Posted to user@cassandra.apache.org by Courtney Robinson <sa...@live.co.uk> on 2011/10/06 21:34:20 UTC
CF design
I was hoping someone could share their opinions on the following CF designs or suggest a better way of doing it.
My app is constantly receiving new data that contains URLs. I was
thinking of hashing this URL to form a key. The data is a JSON object with
several properties. For now many of its properties will be ignored and only 4
are of interests, URL, title, username, user_rating. Often times the same URL
is received but shared by a different user. I’m wondering if anyone can suggest
a better approach to what I propose below which will be able answer the
following .
Queries:
I’ll be asking the following questions:
1.
Give me the N most frequently shared items over :
a)
The last 30 minutes
b)
The last 24hrs
c)
Between D1 and D2 (where D1 and D2 represents
the start and end date of interest)
2)
Give me the N most shared item over the 3 time
periods above WHERE the average user rating is above 5
3)
Give me X for the item with the ID 123 (where X
is a property for the item with the ID 123)
Proposed approach
Use timestamps as keys in the CF, that should take care of
queries under 1 and partially handle 2
and use each column to store the JSON data, minus the common fields such as the
title which will be the same no matter how many users share the same link (they’ll
have their own columns in the row) other column names will be the user’s
username and the value for those columns will be any JSON left over that’s not
specific to the user.
For the rest of 2, I
can get the N items we’re interested in and calculate the average user rating
for each item client side. Of course using timestamp as key means we need to
maintain an index of the “real” keys/IDs to each item which would allow us to
answer “Give me the item with the ID 123”
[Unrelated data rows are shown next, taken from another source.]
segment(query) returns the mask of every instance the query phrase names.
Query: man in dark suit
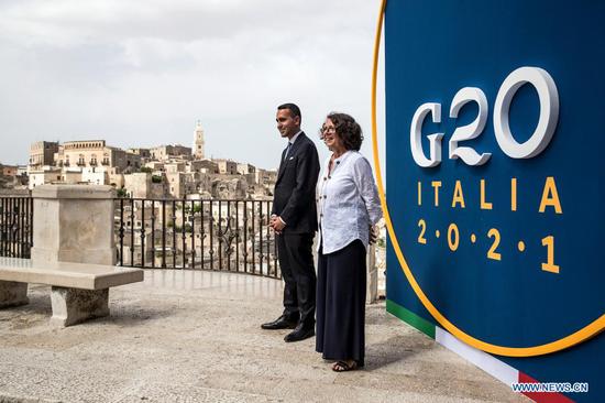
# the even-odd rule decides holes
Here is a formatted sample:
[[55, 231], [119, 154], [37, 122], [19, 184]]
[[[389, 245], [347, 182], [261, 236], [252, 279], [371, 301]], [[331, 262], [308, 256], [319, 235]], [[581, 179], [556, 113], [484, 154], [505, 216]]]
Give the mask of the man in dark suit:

Finally to address 3, I was thinking; Using the index get
the timestamp of the item, and on the client side find the property of
interest.
CF1
Timestamp1
Title
value
ID
ID1
Username3
{“rating”:5}
Username2
{“rating”:0}
Username2
{“rating”:4}
Timestamp2
Title
Value1
ID
ID2
Username24
{“rating”:1}
Username87
{“rating”:9}
Username7
{“rating”:2}
CF2
ID1
Timestamp1
ID2
Timestamp2
In the Username column, I'd ideally like to avoid storing the other properties as a JSON but I couldn't think of a way of doing it sensibly when that JSON grows into having 10 other properties.Does this sound like a sensible approach to designing my CFs?